Wtajemniczeni wiedzą że od dnia 4 maja zarzucam moderowanie forum na 10 miesięcy, powód...

 *Quote:*   

> 
> 
> "...wyżej wymieniony zobowiązany jest stawić się w dniu 04.05.2005r. do godziny 14:00 w jednostce wojkowej
> 
> Centrum Szkolenia Obrony Przeciwlotniczej, ul. Wojska Polskiego 66 75-903 Koszalin"
> ...

 

czyli krótko mówiąc, armia wzywa  :Smile: 

Chciałem tutaj serdecznie podziękować polskim moderatorom za zaufanie jakim mnie obdażyli, a w szczególności podziękowania dla fallowa. Dziękuje też użytkownikom tego forum za współprace, bez was oczywiście to forum by nie miało prawa bytu. Cu.

----------

## Poe

będziemy tęsknić...

ale cóż... ojczyzna wzywa...  :Wink: 

trzymaj sie..

/me pochlipuje...

----------

## keman

Ehhhh, starszna szkoda, że niebędziemy Cię widzieć na forum, przez 10miesięcy  :Sad: 

Napewno, chwilami będzie przynudnawo  :Sad: 

Ale cóż, pozostaje mi życzyć Ci, wszystkiego najlepszego, i żeby w woju niebyło az tak źle, jak to się czasem mówi (sam niewiem, nigdy nie byłem  :Smile:  ) .

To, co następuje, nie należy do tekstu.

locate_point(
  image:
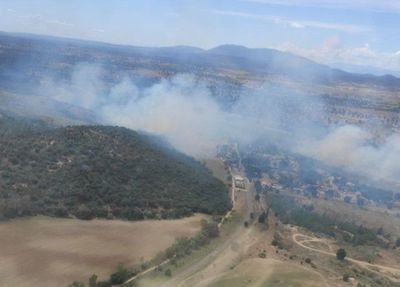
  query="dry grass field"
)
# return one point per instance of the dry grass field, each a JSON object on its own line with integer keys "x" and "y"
{"x": 51, "y": 252}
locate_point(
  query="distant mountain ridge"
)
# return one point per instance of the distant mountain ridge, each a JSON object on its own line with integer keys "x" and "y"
{"x": 253, "y": 60}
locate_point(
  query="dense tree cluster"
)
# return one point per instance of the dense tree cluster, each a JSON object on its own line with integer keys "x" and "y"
{"x": 97, "y": 171}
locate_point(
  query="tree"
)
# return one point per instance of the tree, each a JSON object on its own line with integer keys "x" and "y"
{"x": 398, "y": 242}
{"x": 93, "y": 281}
{"x": 346, "y": 277}
{"x": 341, "y": 254}
{"x": 168, "y": 273}
{"x": 121, "y": 275}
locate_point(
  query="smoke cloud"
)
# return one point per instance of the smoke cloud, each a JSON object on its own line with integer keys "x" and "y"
{"x": 351, "y": 147}
{"x": 183, "y": 110}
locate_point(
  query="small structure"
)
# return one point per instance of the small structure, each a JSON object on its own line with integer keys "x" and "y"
{"x": 239, "y": 182}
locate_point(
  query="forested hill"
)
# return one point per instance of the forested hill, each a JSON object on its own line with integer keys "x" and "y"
{"x": 98, "y": 171}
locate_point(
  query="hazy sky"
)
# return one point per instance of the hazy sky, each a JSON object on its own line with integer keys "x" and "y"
{"x": 361, "y": 32}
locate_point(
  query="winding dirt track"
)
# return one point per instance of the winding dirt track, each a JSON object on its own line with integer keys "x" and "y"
{"x": 394, "y": 272}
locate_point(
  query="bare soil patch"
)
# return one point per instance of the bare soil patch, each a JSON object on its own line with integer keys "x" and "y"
{"x": 50, "y": 252}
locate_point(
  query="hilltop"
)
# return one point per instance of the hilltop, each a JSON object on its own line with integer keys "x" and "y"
{"x": 102, "y": 171}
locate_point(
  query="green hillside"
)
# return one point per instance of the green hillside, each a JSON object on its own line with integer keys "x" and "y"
{"x": 98, "y": 171}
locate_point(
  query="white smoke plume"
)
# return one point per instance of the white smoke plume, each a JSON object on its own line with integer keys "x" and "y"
{"x": 350, "y": 147}
{"x": 183, "y": 110}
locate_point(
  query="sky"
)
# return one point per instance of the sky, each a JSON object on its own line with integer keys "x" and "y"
{"x": 343, "y": 33}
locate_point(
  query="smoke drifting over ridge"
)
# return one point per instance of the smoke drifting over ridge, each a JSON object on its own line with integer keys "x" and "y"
{"x": 184, "y": 111}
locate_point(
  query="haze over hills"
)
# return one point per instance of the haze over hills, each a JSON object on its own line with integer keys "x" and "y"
{"x": 40, "y": 55}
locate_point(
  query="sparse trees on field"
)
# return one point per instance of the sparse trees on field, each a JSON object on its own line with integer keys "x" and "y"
{"x": 93, "y": 281}
{"x": 341, "y": 254}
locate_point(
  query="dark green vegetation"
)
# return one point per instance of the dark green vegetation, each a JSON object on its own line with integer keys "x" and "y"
{"x": 95, "y": 171}
{"x": 289, "y": 211}
{"x": 341, "y": 254}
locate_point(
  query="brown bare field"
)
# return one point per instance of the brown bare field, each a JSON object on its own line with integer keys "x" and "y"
{"x": 50, "y": 252}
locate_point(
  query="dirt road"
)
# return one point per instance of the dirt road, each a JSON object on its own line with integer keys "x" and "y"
{"x": 394, "y": 273}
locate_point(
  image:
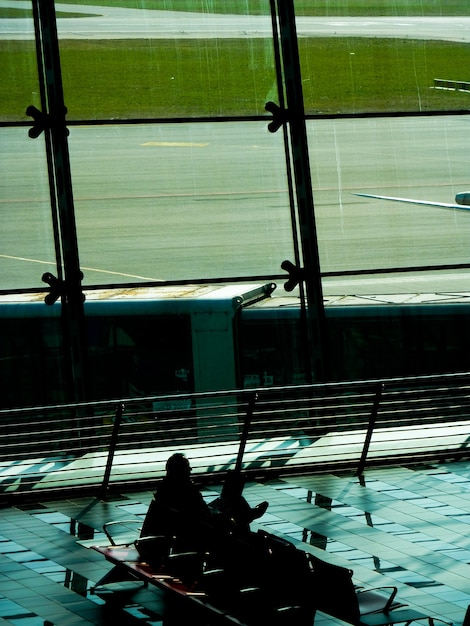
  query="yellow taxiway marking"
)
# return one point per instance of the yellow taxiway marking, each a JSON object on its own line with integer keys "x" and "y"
{"x": 176, "y": 144}
{"x": 85, "y": 269}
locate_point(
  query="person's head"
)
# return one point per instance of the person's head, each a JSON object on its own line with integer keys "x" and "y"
{"x": 178, "y": 467}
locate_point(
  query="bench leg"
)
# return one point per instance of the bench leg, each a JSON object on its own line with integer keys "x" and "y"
{"x": 118, "y": 574}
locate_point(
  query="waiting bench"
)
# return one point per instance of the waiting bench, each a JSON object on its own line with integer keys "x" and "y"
{"x": 267, "y": 574}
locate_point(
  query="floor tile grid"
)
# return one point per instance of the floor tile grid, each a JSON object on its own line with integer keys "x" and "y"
{"x": 461, "y": 598}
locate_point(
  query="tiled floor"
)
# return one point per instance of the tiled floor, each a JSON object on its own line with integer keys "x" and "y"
{"x": 403, "y": 526}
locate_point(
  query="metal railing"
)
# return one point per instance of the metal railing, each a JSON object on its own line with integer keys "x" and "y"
{"x": 313, "y": 428}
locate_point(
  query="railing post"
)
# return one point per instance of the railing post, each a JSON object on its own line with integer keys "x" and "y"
{"x": 370, "y": 428}
{"x": 111, "y": 451}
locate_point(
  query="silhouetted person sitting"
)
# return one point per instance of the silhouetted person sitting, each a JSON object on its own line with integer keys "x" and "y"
{"x": 179, "y": 510}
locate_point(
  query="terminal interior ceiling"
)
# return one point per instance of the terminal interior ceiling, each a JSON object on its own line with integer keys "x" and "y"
{"x": 152, "y": 150}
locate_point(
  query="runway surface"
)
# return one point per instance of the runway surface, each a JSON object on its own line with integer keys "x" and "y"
{"x": 115, "y": 23}
{"x": 211, "y": 200}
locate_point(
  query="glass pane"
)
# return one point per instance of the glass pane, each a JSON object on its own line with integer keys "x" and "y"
{"x": 396, "y": 56}
{"x": 422, "y": 159}
{"x": 145, "y": 63}
{"x": 18, "y": 66}
{"x": 183, "y": 201}
{"x": 27, "y": 243}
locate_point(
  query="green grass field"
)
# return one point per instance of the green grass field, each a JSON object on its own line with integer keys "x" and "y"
{"x": 184, "y": 78}
{"x": 302, "y": 7}
{"x": 132, "y": 79}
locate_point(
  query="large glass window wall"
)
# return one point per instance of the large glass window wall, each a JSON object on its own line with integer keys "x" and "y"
{"x": 175, "y": 175}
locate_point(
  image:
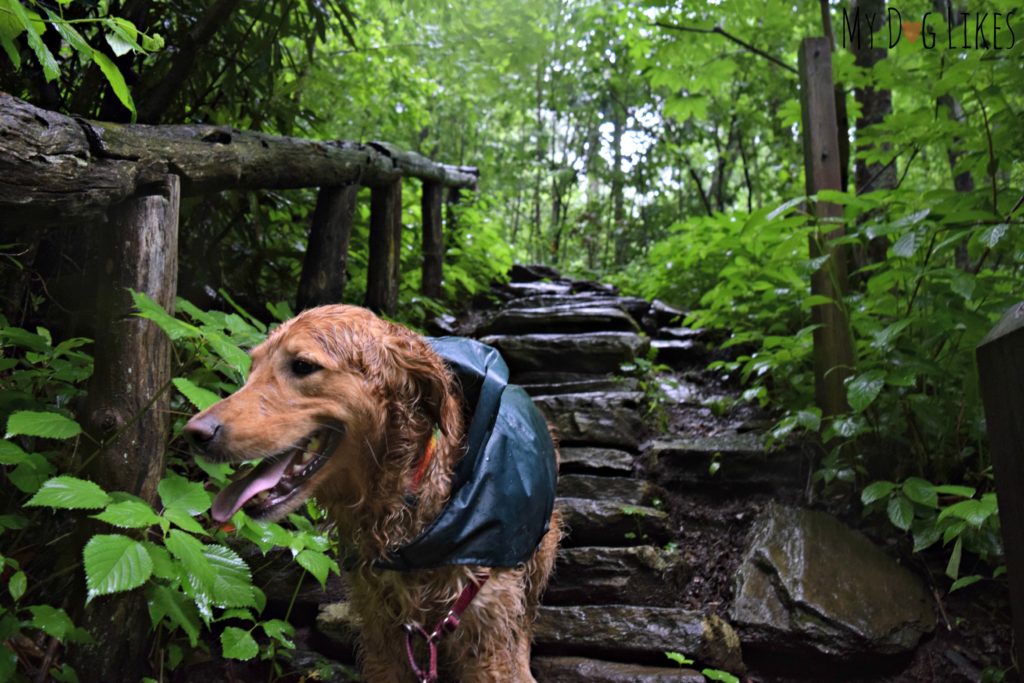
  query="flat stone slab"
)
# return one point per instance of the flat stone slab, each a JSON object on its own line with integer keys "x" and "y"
{"x": 637, "y": 634}
{"x": 563, "y": 319}
{"x": 810, "y": 584}
{"x": 626, "y": 489}
{"x": 590, "y": 522}
{"x": 581, "y": 670}
{"x": 734, "y": 461}
{"x": 679, "y": 352}
{"x": 542, "y": 384}
{"x": 593, "y": 460}
{"x": 633, "y": 575}
{"x": 594, "y": 418}
{"x": 595, "y": 352}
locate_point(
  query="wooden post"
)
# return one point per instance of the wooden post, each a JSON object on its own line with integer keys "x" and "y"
{"x": 1000, "y": 368}
{"x": 433, "y": 241}
{"x": 323, "y": 279}
{"x": 385, "y": 248}
{"x": 129, "y": 401}
{"x": 833, "y": 342}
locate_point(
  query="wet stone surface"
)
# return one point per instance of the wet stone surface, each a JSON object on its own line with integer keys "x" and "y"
{"x": 810, "y": 583}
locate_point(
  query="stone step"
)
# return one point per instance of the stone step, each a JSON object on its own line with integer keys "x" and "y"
{"x": 727, "y": 461}
{"x": 633, "y": 575}
{"x": 638, "y": 634}
{"x": 608, "y": 522}
{"x": 593, "y": 460}
{"x": 543, "y": 384}
{"x": 593, "y": 352}
{"x": 627, "y": 489}
{"x": 633, "y": 305}
{"x": 562, "y": 319}
{"x": 582, "y": 670}
{"x": 595, "y": 418}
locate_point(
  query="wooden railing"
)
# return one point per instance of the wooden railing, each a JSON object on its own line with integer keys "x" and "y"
{"x": 124, "y": 182}
{"x": 57, "y": 169}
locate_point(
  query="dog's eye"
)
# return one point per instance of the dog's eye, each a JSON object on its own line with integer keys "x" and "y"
{"x": 302, "y": 368}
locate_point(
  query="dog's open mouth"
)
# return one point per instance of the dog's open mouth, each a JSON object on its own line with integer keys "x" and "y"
{"x": 276, "y": 480}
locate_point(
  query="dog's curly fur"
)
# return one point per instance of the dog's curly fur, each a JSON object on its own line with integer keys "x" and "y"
{"x": 382, "y": 389}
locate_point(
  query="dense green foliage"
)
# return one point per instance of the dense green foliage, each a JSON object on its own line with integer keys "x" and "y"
{"x": 655, "y": 144}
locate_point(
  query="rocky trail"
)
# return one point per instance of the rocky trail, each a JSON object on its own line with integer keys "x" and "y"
{"x": 683, "y": 535}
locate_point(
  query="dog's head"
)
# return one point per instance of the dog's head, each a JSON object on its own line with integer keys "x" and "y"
{"x": 338, "y": 401}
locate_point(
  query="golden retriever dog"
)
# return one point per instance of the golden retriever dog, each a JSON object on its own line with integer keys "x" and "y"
{"x": 368, "y": 418}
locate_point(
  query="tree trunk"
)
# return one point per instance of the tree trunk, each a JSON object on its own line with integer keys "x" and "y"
{"x": 433, "y": 240}
{"x": 128, "y": 404}
{"x": 833, "y": 342}
{"x": 383, "y": 274}
{"x": 323, "y": 279}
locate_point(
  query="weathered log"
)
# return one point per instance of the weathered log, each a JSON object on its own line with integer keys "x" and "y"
{"x": 383, "y": 271}
{"x": 323, "y": 279}
{"x": 433, "y": 241}
{"x": 51, "y": 164}
{"x": 833, "y": 342}
{"x": 1000, "y": 368}
{"x": 128, "y": 407}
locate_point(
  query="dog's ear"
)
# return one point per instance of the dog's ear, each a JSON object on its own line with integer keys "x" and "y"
{"x": 422, "y": 381}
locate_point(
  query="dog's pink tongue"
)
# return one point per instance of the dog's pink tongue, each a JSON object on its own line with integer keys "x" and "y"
{"x": 263, "y": 477}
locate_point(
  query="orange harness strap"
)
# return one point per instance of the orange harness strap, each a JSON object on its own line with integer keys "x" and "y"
{"x": 428, "y": 455}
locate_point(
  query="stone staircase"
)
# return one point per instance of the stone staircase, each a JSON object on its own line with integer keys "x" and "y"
{"x": 660, "y": 552}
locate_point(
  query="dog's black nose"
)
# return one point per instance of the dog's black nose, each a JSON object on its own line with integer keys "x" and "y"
{"x": 202, "y": 430}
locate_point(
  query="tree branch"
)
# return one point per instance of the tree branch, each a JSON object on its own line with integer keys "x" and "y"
{"x": 725, "y": 34}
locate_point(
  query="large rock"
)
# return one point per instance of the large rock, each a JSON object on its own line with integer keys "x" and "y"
{"x": 590, "y": 522}
{"x": 633, "y": 575}
{"x": 581, "y": 670}
{"x": 727, "y": 461}
{"x": 562, "y": 319}
{"x": 594, "y": 418}
{"x": 627, "y": 489}
{"x": 595, "y": 352}
{"x": 592, "y": 460}
{"x": 638, "y": 634}
{"x": 809, "y": 585}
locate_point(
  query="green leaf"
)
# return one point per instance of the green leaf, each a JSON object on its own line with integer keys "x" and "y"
{"x": 17, "y": 584}
{"x": 45, "y": 425}
{"x": 198, "y": 396}
{"x": 906, "y": 245}
{"x": 679, "y": 658}
{"x": 177, "y": 493}
{"x": 876, "y": 492}
{"x": 68, "y": 493}
{"x": 34, "y": 26}
{"x": 964, "y": 582}
{"x": 10, "y": 454}
{"x": 190, "y": 552}
{"x": 233, "y": 585}
{"x": 179, "y": 610}
{"x": 172, "y": 327}
{"x": 952, "y": 567}
{"x": 129, "y": 514}
{"x": 116, "y": 79}
{"x": 718, "y": 675}
{"x": 51, "y": 621}
{"x": 115, "y": 563}
{"x": 921, "y": 492}
{"x": 280, "y": 630}
{"x": 900, "y": 512}
{"x": 238, "y": 644}
{"x": 317, "y": 564}
{"x": 863, "y": 389}
{"x": 972, "y": 511}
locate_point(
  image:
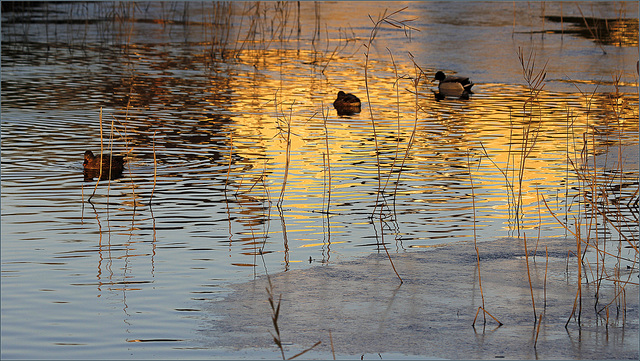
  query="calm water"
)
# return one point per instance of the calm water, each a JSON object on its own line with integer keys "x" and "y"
{"x": 206, "y": 95}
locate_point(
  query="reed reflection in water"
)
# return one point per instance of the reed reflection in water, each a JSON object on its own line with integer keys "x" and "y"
{"x": 216, "y": 104}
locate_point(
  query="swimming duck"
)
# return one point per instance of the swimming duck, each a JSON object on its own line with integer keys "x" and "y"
{"x": 453, "y": 86}
{"x": 111, "y": 165}
{"x": 347, "y": 103}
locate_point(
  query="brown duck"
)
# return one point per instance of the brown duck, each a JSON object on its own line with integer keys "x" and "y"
{"x": 111, "y": 164}
{"x": 347, "y": 103}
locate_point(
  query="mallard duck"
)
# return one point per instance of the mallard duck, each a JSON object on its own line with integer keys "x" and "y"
{"x": 347, "y": 104}
{"x": 112, "y": 165}
{"x": 453, "y": 86}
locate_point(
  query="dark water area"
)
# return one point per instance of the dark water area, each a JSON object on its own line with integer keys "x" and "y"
{"x": 237, "y": 162}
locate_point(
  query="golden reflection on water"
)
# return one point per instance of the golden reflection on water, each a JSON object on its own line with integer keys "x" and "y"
{"x": 498, "y": 118}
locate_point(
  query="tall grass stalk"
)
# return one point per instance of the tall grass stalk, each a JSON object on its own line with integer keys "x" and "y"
{"x": 388, "y": 19}
{"x": 526, "y": 257}
{"x": 101, "y": 151}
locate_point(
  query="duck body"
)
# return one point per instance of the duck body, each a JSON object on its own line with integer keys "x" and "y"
{"x": 453, "y": 86}
{"x": 112, "y": 165}
{"x": 347, "y": 103}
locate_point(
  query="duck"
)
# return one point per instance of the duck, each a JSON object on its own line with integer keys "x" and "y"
{"x": 347, "y": 103}
{"x": 112, "y": 165}
{"x": 453, "y": 86}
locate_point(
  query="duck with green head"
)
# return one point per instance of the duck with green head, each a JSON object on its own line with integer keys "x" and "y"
{"x": 453, "y": 86}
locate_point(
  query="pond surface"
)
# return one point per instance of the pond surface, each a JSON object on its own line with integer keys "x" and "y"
{"x": 237, "y": 162}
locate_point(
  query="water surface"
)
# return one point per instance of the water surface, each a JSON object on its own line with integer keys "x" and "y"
{"x": 204, "y": 98}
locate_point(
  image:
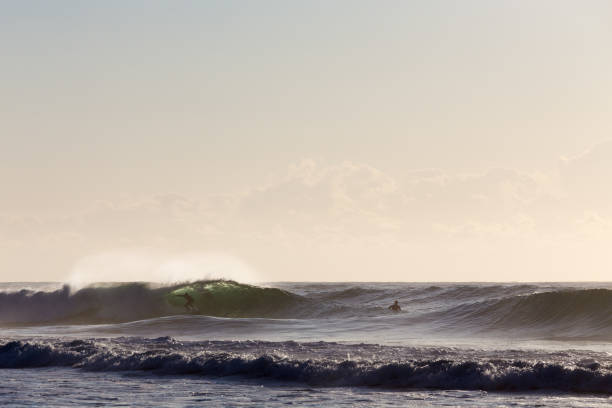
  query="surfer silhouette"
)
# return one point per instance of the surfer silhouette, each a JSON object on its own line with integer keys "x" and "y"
{"x": 395, "y": 307}
{"x": 189, "y": 302}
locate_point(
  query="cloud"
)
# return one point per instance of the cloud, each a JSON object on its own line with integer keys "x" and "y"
{"x": 344, "y": 220}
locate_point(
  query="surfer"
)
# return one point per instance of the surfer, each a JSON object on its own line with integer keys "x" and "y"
{"x": 395, "y": 307}
{"x": 189, "y": 302}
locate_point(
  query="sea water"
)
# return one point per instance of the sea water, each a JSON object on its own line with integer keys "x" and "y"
{"x": 307, "y": 344}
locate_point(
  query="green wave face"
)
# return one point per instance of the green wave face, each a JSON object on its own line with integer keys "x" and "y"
{"x": 231, "y": 299}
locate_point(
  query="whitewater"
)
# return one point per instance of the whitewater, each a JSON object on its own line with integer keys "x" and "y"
{"x": 310, "y": 344}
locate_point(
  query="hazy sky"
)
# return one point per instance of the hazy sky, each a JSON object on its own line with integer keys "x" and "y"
{"x": 312, "y": 140}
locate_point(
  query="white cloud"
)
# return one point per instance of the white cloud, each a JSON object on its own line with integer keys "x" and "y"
{"x": 346, "y": 220}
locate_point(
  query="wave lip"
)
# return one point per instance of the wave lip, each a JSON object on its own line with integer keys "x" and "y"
{"x": 169, "y": 357}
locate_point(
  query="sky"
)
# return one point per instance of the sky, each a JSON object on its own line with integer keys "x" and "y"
{"x": 305, "y": 140}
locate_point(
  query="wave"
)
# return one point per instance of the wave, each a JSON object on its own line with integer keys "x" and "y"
{"x": 115, "y": 303}
{"x": 526, "y": 311}
{"x": 568, "y": 313}
{"x": 168, "y": 357}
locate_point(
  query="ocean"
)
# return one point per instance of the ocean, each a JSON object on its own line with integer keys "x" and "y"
{"x": 224, "y": 343}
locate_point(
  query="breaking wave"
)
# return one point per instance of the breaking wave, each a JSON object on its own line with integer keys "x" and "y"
{"x": 115, "y": 303}
{"x": 167, "y": 356}
{"x": 530, "y": 311}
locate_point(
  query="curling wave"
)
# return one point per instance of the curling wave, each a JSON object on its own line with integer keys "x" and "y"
{"x": 115, "y": 303}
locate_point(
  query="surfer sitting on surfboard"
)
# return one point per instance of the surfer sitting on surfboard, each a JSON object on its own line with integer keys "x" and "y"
{"x": 395, "y": 307}
{"x": 189, "y": 302}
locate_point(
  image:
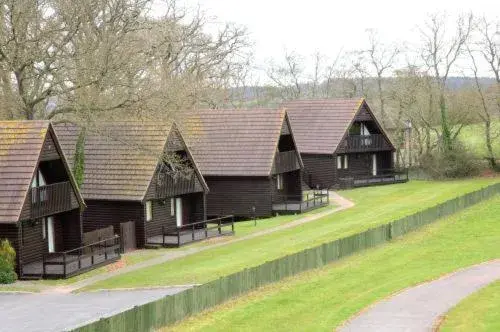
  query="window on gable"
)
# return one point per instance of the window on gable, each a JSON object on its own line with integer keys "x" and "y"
{"x": 149, "y": 211}
{"x": 279, "y": 181}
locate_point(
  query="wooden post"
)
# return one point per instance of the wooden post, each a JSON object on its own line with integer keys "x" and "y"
{"x": 64, "y": 267}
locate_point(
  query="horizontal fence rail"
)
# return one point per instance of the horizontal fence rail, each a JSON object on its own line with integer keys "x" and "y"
{"x": 301, "y": 203}
{"x": 198, "y": 230}
{"x": 75, "y": 261}
{"x": 361, "y": 179}
{"x": 171, "y": 309}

Tak więc, "trzym" się arsen  :Smile: 

Pozdrawiam, waluigi

PS: Mam nadzieje, ze przez czas Twojej nieobecności, zrobie coś ze swoim fvwm, bo prace są we wczesnej fazie..., i jak wrócisz, będzie juz gotowe  :Smile: 

----------

## rasheed

Bierz laptopa, blue connect z ery i zostajesz z nami!  :Smile: 

----------

## fallow

dzieki arsen  :Wink: 

moj kolega wlasnie wrocil z wojska  :Smile:  ponoc nie bylo tak zle  :Smile: 

no i po powrocie bezdziesz mogl wcielac tutaj wojskowa dyscypline  :Very Happy:   :Very Happy:   :Smile: 

imho oplacalo sie jak najbardziej pokladac w Tobie to zaufanie :p  :Smile: 

no i mam nadzieje ze odezwiesz sie w miedzyczasie  :Smile: 

powodzenia !!!!!!!! 

cheers.

----------

## totencham

Powodzenia w woju! Częstych przepustek życzę!

----------

## nmap

Hmmm masz przerypane a nie kciałes isc na zstepcza ?

----------

## blazeu

O zeby mi sie kernel krzywo skompilowal... Do woja cie biora? Ale dlaczego?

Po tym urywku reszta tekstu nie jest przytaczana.